Open liuxin99 opened 1 year ago
I'm not the author of the paper but I can provide information for the last question.
In general, GECToR will first train only classifier layers firstly, so the memory usage will be small. However, after training a few epochs, the BERT based encoder will also be trained, so the memory usage will be large.
I think the solution of above is to set smaller batch size. To find a batch size where no out-of-memory occurs, you can try some kinds of values for batch size with setting [--cold_steps_count] option to zero. This option controls how many epochs to train only classifier layers, thus setting zero means BERT based encoder will be train from first epochs.
@gotutiyan I'm aware of the issue you mentioned, but what's puzzling to me is that I set the batch size to 64 and the accumulate size to 4, after two epochs of training and unfreezing the encoder's parameters, my GPU memory usage is around 9G. However, during the later training process, GPU memory usage gradually accumulates until it hits OOM (my GPU is V100 32G). I'm not sure if there's a GPU memory leak.

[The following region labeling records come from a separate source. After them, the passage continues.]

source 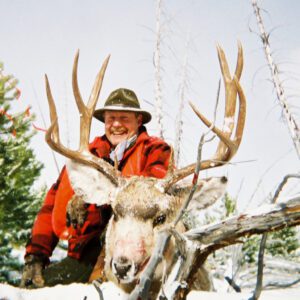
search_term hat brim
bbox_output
[93,106,152,124]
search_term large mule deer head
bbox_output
[46,45,246,291]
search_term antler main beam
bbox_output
[162,43,246,190]
[45,51,119,185]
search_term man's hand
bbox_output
[66,195,89,229]
[20,254,45,288]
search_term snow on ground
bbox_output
[0,282,300,300]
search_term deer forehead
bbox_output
[112,177,175,220]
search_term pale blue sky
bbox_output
[0,0,300,209]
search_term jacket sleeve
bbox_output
[141,140,171,178]
[25,167,65,258]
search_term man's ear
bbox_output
[138,114,143,126]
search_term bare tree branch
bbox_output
[249,174,300,300]
[252,0,300,159]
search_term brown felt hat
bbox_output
[94,88,151,124]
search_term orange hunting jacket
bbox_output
[25,126,170,263]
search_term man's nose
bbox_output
[112,119,122,127]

@MaksTarnavskyi I am interested in your paper “Ensembling and Knowledge Distilling of Large Sequence Taggers for Grammatical Error Correction” and I want to reproduce your results. However, I have some questions about the experimental details of your paper.
In your paper and the GitHub repository, you did not specify the GPU configuration and the hyperparameters for each stage of training. Could you please share this information with me?
Also, I encountered a strange problem when I was training the model. In the first stage of training, the GPU memory usage was very small at first, but then it gradually increased. Even with a V100 32G GPU, I got out-of-memory errors. Do you know what might cause this problem and how to solve it?